To the Editor:
We read with great interest the article by Amathieu et al. 1“An Algorithm for Difficult Airway Management, Modified for Modern Optical Devices (Airtraq Laryngoscope; LMA CTrach®): A 2-yr Prospective Validation in Patients for Elective Abdominal, Gynecologic, and Thyroid Surgery.”
We appreciate the efforts of the authors in their attempt to identify a new difficult airway algorithm in this era of video laryngoscopes, which are proposed to be useful in difficult airway scenarios with or without failed conventional laryngoscopy. We would like to discuss a few important issues with respect to this study.
First, being a difficult airway algorithm, the route of induction (inhalational/intravenous) used in this study and recommendations in the algorithm have not been clearly mentioned. These findings would be of special concern in morbidly obese patients with obstructive sleep apnea syndrome and in patients with more than three difficult airway predictors.
Second, the authors have mentioned that with mask ventilation difficulty grade III/IV, succinylcholine will be used to reduce the duration of apnea.

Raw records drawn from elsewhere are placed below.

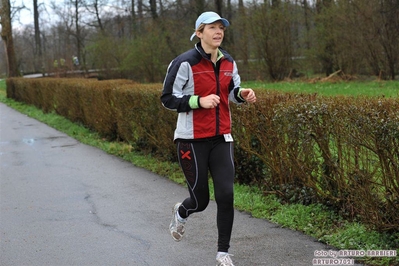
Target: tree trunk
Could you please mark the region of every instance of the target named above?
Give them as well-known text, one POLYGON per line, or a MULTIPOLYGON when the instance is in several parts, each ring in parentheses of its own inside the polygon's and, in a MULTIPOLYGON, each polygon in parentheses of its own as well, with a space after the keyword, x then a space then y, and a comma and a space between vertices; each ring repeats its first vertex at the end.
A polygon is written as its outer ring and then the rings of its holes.
MULTIPOLYGON (((37 0, 35 0, 35 1, 37 1, 37 0)), ((103 23, 102 23, 101 18, 100 18, 98 0, 94 1, 94 12, 96 13, 96 19, 97 19, 98 27, 100 28, 101 33, 104 34, 105 31, 104 31, 103 23)))
POLYGON ((199 16, 204 11, 205 11, 205 1, 204 0, 196 0, 195 1, 195 12, 196 12, 196 15, 199 16))
POLYGON ((33 0, 33 21, 35 25, 35 72, 41 71, 44 75, 44 61, 42 40, 40 39, 39 10, 37 0, 33 0))
POLYGON ((135 11, 135 0, 132 0, 131 3, 131 37, 133 39, 136 38, 137 35, 137 17, 136 17, 136 11, 135 11))
POLYGON ((12 38, 11 26, 11 5, 10 0, 1 0, 2 7, 0 9, 1 16, 1 38, 4 41, 7 59, 7 77, 20 76, 17 59, 15 57, 14 41, 12 38))
POLYGON ((144 14, 143 14, 143 0, 137 0, 137 13, 140 22, 143 22, 144 14))
POLYGON ((151 11, 151 17, 153 20, 156 20, 158 18, 158 13, 157 13, 157 2, 156 0, 150 0, 150 11, 151 11))
POLYGON ((221 17, 223 17, 224 16, 224 14, 223 14, 223 1, 215 0, 215 6, 216 6, 216 13, 218 13, 221 17))
POLYGON ((35 44, 36 44, 36 55, 42 55, 42 44, 40 41, 40 28, 39 28, 39 11, 37 7, 37 0, 33 0, 33 18, 35 24, 35 44))
POLYGON ((309 36, 310 36, 310 19, 309 19, 309 6, 308 6, 308 0, 303 0, 302 2, 303 5, 303 11, 304 11, 304 18, 305 18, 305 29, 306 29, 306 40, 305 40, 305 48, 307 50, 310 49, 310 41, 309 41, 309 36))
POLYGON ((332 0, 316 1, 316 11, 318 15, 316 25, 320 29, 317 37, 323 46, 321 47, 321 52, 318 56, 322 63, 326 77, 334 71, 334 42, 332 35, 333 24, 331 14, 329 14, 329 9, 331 8, 332 4, 332 0))
POLYGON ((76 50, 79 62, 82 62, 83 68, 86 67, 85 56, 82 53, 82 36, 80 34, 80 14, 79 14, 79 4, 80 0, 75 0, 73 2, 75 5, 75 30, 76 30, 76 50))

Because grade IV mask ventilation is being described as ventilation inadequate with no end-tidal carbon dioxide measurements and no predictable chest wall movement during attempts at positive pressure ventilation, it is inadvisable to paralyze the patient as per the author's algorithm, and this process goes against the universally practiced American Society of Anesthesiologists difficult airway algorithm, which insists on preservation of ventilation. If ventilation is not possible according to the American Society of Anesthesiologists algorithm, it is better to awaken the patient rather than primarily paralyzing the patient.
Third, the algorithm only mentions that in patients with three or more predictors of difficult airway succinylcholine will be used primarily. The authors have not clearly mentioned the upper limit with respect to the number of predictors of difficult airway within which the patient will be anesthetized and paralyzed primarily with succinylcholine or above which the patient will be excluded from the study and will undergo fiberoptic intubation while awake. In this study, one patient who had five difficult airway predictors was anesthetized and paralyzed with muscle relaxant succinylcholine (primarily) and desaturated up to 68%. Whether to anesthetize or to proceed with fiberoptic intubation in the awake patient in higher difficult airway predictors is an important issue of concern.
Fourth, although Airtraq has been used as a familiar videolaryngoscope, the use of a gum elastic bougie with Airtraq is not that familiar to anesthesiologists. There are few articles1,2that describes the use of bougie-aided intubation with Airtraq (including the current study), but nowhere in the literature has the methodology of gum elastic bougie usage with Airtraq been explained clearly.
The authors have intubated three patients with Airtraq with the aid of gum elastic bougie. The following queries are unanswered:
In Cormack Lehane grade III/IV view with Airtaq, was gum elastic bougie used blindly?
Was the bougie passed through the already loaded endotracheal tube in the endotracheal tube channel of Airtraq?
Was it possible to manipulate the distal tip of the gum elastic bougie when it was already loaded in the endotracheal tube?
If gum elastic bougie was used without an endotracheal tube through the endotracheal tube channel, was it determined whether further endotracheal tube railroading is through the endotracheal tube channel or outside it?
Being the first rescue device in the difficult airway algorithm described, a description of the methodology of usage of gum elastic bougie with Airtraq would have been equally or more important than description in the algorithm alone because it has not been described anywhere else in the literature. We will be very glad if the authors take into consideration the above-mentioned issues.